Po pierwsze jestem fotografem, po drugie dobrze orientuję się w prawie dotyczącym fotografowania, więc muszę przyznać, że z zażenowaniem przeczytałem powyższy tekst.
– Według polskiego prawa fotografować można wszystko i każdego, pod warunkiem, że fotograf znajduje się w przestrzeni publicznej.
– Nawet, jeśli fotografowana osoba nie życzy sobie tego, fotograf ma prawo wykonywać zdjęcia, jeśli tylko nie dopuszcza się nadużyć.
– Bez zgody fotografowanej osoby NIE MOŻEMY JEDYNIE opublikować zdjęcia, na którym jest wizerunek tej osoby. Fotografować mamy prawo (wyjątek jest wtedy, gdy taka osoba nie jest głównym tematem zdjęcia a) stanowi nieznaczny element, b) jest w tłumie c) jest tłem.

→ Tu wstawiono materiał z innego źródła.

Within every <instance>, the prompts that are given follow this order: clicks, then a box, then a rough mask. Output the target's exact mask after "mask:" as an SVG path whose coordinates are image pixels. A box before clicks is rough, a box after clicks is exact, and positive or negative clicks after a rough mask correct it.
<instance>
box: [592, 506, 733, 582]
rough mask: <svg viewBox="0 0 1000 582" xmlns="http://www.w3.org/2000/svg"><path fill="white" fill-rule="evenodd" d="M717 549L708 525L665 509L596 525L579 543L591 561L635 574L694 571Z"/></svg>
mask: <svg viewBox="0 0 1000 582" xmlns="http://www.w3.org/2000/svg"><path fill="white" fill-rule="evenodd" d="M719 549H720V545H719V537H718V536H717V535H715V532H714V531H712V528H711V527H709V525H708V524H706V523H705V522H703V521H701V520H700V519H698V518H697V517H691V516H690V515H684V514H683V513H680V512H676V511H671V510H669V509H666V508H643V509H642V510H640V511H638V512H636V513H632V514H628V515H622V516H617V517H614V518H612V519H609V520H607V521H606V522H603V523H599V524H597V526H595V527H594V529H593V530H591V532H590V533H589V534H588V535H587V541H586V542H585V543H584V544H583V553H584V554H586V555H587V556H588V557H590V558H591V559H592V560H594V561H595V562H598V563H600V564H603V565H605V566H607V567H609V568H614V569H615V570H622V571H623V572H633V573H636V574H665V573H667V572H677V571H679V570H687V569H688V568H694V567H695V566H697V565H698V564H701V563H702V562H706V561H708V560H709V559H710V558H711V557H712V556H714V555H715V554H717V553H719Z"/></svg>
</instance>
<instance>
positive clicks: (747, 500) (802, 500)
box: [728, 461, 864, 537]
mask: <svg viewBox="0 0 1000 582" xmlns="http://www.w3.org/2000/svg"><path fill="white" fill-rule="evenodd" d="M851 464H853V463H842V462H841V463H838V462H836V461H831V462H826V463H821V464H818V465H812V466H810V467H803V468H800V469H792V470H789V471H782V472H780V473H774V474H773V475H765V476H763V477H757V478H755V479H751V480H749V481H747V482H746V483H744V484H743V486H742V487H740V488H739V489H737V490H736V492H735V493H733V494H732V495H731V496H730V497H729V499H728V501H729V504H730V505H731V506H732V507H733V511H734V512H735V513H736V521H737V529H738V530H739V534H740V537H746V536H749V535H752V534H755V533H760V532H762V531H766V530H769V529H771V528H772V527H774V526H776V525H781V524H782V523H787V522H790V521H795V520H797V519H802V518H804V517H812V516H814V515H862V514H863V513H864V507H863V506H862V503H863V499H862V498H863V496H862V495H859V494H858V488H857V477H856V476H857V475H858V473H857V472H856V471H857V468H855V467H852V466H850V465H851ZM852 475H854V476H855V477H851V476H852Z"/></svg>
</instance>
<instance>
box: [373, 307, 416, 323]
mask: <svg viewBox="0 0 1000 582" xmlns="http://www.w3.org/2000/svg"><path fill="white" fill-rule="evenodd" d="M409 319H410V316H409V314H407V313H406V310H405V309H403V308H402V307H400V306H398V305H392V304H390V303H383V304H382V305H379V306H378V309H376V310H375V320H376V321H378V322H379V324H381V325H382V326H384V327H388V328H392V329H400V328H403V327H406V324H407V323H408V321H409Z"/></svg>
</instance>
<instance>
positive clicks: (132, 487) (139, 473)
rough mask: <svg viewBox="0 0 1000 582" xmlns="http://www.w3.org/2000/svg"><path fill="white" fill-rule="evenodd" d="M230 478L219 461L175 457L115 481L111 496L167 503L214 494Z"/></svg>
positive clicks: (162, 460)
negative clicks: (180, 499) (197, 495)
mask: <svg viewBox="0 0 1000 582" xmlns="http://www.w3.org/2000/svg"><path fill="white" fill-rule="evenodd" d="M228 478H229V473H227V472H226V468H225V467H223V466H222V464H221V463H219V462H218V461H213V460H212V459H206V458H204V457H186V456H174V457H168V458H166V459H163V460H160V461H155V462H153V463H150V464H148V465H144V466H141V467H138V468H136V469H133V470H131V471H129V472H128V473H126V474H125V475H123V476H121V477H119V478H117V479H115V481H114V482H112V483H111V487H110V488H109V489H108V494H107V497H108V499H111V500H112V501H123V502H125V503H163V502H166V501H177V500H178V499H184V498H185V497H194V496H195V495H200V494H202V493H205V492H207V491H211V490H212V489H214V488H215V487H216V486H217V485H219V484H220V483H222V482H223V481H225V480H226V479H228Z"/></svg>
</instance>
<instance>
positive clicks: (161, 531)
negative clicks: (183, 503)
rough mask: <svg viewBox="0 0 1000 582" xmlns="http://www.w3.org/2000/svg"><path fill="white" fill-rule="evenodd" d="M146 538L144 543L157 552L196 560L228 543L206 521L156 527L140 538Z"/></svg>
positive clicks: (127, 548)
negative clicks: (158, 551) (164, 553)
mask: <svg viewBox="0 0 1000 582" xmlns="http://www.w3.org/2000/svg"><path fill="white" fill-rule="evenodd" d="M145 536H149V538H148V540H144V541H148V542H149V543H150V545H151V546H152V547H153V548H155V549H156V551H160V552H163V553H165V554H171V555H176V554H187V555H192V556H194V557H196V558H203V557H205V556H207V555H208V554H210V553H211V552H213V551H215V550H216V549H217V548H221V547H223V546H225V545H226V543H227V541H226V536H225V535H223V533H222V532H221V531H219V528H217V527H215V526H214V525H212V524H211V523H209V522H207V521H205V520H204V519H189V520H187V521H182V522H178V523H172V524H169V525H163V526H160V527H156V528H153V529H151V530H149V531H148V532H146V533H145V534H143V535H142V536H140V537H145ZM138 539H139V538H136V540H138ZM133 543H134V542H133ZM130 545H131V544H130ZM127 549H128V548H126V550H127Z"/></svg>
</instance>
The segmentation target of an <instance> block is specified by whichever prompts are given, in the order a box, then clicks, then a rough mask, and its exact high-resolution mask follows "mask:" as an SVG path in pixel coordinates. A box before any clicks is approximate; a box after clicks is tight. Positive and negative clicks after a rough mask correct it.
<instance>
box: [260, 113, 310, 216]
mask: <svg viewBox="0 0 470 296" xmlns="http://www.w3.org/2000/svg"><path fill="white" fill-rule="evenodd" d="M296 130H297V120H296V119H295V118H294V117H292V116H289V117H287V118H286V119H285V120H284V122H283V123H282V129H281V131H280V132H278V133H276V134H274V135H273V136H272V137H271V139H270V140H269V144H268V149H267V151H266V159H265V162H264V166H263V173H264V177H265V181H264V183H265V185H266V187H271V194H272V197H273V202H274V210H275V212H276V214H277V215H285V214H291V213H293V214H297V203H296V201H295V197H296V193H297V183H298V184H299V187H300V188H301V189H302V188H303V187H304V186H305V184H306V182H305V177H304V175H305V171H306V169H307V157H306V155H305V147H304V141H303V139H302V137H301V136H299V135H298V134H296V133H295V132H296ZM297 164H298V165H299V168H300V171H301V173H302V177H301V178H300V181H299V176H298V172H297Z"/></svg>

“No ale sąd jednak chyba lepiej zna się na prawie?”
No jednak nie bardzo. Widzimy tylko, jakie mamy w Polsce sądownictwo.
Tzn, że jak idę sobie przez miasto i rzucę kamienie w jakaś kamerę, to nic mi za to nie grozi?? Wydaje mi się, że ten wyrok jest co najmniej dziwny, wręcz sprzeczny w polskim prawem. Ale w sumie to można by go spróbować wykorzystać do walki w monitoringiem.
Tzn, że jak idę sobie przez miasto i rzucę kamienie w jakaś kamerę, to nic mi za to nie grozi?? Wydaje mi się, że ten wyrok jest co najmniej dziwny, wręcz sprzeczny w polskim prawem. Ale w sumie to można by go spróbować wykorzystać do walki z monitoringiem.
No poniosło autora w końcowych zdaniach. A wyrok jest chyba o czym innym.
Chyba nie wszyscy wyczuli ironiczny wydźwięk tego tekstu.
Dla tych, co nie wyczuli: uzasadnienie sędziego Grzejszczaka jest jawnym absurdem (spłodzonym w celu umorzenia niewygodnej politycznie sprawy) – co obrazuje przykład, że jeśli trzymać by się go konsekwentnie, to trzeba by uznać prawo do kradzenia fotoradarów i kamer monitoringu.
Ciekawe jednak co będzie, jak w sprawie o kradzież fotoradaru jakiś adwokat odgrzebie to uzasadnienie sędziego Grzejszczaka. 🙂
No chyba, że tak:) W takim razie zwracam honor.